Conto de
Jorge Amado
As frases
perdem seu sentido, as palavras perdem sua significação costumeira, como dizer
das árvores e das flores, dos teus olhos e do mar, das canoas e do cais, das
borboletas nas árvores, quando as crianças
são assassinadas friamente pelos
nazistas? Como falar da gratuita beleza dos campos e das cidades, quando as
bestas soltas no mundo ainda destroem os campos e as cidades?
Já viste um loiro
trigal balançando ao vento? É das coisas mais belas do mundo, mas os
hitleristas e seus cães danados destruíram os trigais e os povos morrem de
fome. Como falar, então, da beleza, dessa beleza simples e pura da farinha e do
pão, da água da fonte, do céu azul, do teu rosto na tarde? Não posso falar
dessas coisas de todos os dias, dessas alegrias de todos os instantes. Porque
elas estão perigando, todas elas, os trigais e o pão, a farinha e a água, o
céu, o mar e teu rosto. Contra tudo que é a beleza cotidiana do homem, o
nazifascismo se levantou, monstro medieval de torpe visão, de ávido apetite
assassino. Outros que falem, se quiserem, das árvores nas tardes agrestes, das
rosas em coloridos variados, das flores simples e dos versos mais belos e mais
tristes. Outros que falem as grandes palavras de amor para a bem-amada, outros
que digam dos crepúsculos e das noites de estrelas. Não tenho palavras, não
tenho frases, vejo as árvores, os pássaros e a tarde, vejo teus olhos, vejo o
crepúsculo bordando a cidade. Mas sobre todos esses quadros boiam cadáveres de
crianças que os nazis mataram, ao canto dos pássaros se mesclam os gritos dos
velhos torturados nos campos de concentração, nos crepúsculos se fundem
madrugadas de reféns fuzilados. E, quando a paisagem lembra o campo, o que eu
vejo são os trigais destruídos ao passo das bestas hitleristas, os trigais que
alimentavam antes as populações livres. Sobre toda a beleza paira a sombra da
escravidão. É como u’a nuvem inesperada num céu azul e límpido. Como então
encontrar palavras inocentes, doces palavras cariciosas, versos suaves e
tristes? Perdi o sentido destas palavras, destas frases, elas me soam como uma
traição neste momento.
Mas sei todas as
palavras de ódio, do ódio mais profundo e mais mortal. Eles matam crianças e
essa é a sua maneira de brincar o mais inocente dos brinquedos.

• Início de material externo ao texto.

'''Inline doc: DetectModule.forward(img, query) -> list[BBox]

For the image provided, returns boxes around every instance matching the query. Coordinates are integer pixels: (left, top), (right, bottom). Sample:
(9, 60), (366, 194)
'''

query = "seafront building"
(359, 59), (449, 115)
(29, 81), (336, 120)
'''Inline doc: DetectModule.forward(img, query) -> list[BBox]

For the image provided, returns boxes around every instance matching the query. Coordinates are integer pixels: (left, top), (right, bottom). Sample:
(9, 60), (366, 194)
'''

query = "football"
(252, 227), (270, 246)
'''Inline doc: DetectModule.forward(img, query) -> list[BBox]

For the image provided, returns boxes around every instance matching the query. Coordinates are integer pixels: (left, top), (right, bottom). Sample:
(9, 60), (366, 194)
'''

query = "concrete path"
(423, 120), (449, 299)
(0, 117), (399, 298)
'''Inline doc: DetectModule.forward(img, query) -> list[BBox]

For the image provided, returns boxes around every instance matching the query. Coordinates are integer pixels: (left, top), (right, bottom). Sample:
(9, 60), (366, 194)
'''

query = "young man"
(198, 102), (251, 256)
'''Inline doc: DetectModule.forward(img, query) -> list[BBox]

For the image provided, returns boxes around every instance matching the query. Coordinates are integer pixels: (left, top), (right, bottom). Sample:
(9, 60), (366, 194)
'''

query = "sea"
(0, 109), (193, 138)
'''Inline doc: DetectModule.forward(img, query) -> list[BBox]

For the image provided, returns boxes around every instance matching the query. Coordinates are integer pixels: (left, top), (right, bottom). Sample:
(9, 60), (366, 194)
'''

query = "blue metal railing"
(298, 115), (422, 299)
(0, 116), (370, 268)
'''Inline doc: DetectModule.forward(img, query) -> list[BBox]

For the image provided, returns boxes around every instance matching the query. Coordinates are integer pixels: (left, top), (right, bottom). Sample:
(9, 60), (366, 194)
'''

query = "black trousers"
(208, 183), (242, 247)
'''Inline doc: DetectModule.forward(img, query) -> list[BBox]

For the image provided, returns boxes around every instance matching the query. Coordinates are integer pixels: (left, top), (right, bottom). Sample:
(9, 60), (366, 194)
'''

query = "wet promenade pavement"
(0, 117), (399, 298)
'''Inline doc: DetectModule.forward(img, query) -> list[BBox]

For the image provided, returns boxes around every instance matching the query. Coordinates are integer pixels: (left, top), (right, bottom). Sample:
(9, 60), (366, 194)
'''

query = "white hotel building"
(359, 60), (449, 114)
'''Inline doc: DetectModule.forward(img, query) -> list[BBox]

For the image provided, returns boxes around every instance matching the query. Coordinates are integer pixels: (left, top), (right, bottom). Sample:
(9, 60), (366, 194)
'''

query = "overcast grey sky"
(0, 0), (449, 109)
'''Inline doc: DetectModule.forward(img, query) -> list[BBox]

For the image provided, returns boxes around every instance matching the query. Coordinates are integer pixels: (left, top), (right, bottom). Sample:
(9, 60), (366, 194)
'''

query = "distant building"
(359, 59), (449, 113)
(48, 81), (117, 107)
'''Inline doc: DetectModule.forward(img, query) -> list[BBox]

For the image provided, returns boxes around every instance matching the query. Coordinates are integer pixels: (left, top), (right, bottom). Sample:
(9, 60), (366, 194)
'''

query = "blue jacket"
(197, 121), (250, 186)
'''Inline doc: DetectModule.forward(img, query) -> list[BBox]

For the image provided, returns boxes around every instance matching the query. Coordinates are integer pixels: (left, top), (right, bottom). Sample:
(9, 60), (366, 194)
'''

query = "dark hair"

Eles desonram a
beleza das mulheres nos leitos imundos e essa é a sua maneira mais romântica de
amar. Eles torturam os homens nos campos de concentração e essa é a sua maneira
mais simples de construir o mundo. Eles invadiram as pátrias, escravizaram os
povos, e esse é o ideal que levam no coração de lama. Como então ficar de olhos
fechados para tudo isto e falar, com as palavras de sempre, com as frases de
ontem, sobre a paisagem e os pássaros, a tarde e os teus olhos? É impossível
porque os monstros estão sobre o mundo soltos e vorazes, a boca escorrendo
sangue, os olhos amarelos, na ambição de escravizar. Os monstros pardos, os
monstros negros e os monstros verdes.
Mas eu sei todas as
palavras de ódio e essas, sim, têm um significado neste momento. Houve um dia
em que eu falei do amor e encontrei para ele os mais doces vocábulos, as frases
mais trabalhadas. Hoje só o ódio pode fazer com que o amor perdure sobre o
mundo. Só o ódio ao fascismo, mas um ódio mortal, um ódio sem perdão, um ódio que
venha do coração e que nos tome todo, que se faça dono de todas as nossas
palavras, que nos impeça de ver qualquer espetáculo – desde o crepúsculo aos
olhos da amada – sem que junto a ele vejamos o perigo que os cerca.
Jamais as tardes
seriam doces e jamais as madrugadas seriam de esperança. Jamais os livros
diriam coisas belas, nunca mais seria escrito um verso de amor. Sobre toda a
beleza do mundo, sobre a farinha e o pão, sobre a pura água da fonte e sobre o
mar, sobre teus olhos também, se debruçaria a desonra que é o nazifascismo, se
eles tivessem conseguido dominar o mundo. Não restaria nenhuma parcela de
beleza, a mais mínima. Amanhã saberei de novo palavras doces e frases
cariciosas. Hoje só sei palavras de ódio, palavras de morte. Não encontrarás um
cravo ou uma rosa, uma flor na minha literatura. Mas encontrarás um punhal ou
um fuzil, encontrarás uma arma contra os inimigos da beleza, contra aqueles que
amam as trevas e a desgraça, a lama e os esgotos, contra esses restos de
podridão que sonharam esmagar a poesia, o amor e a liberdade!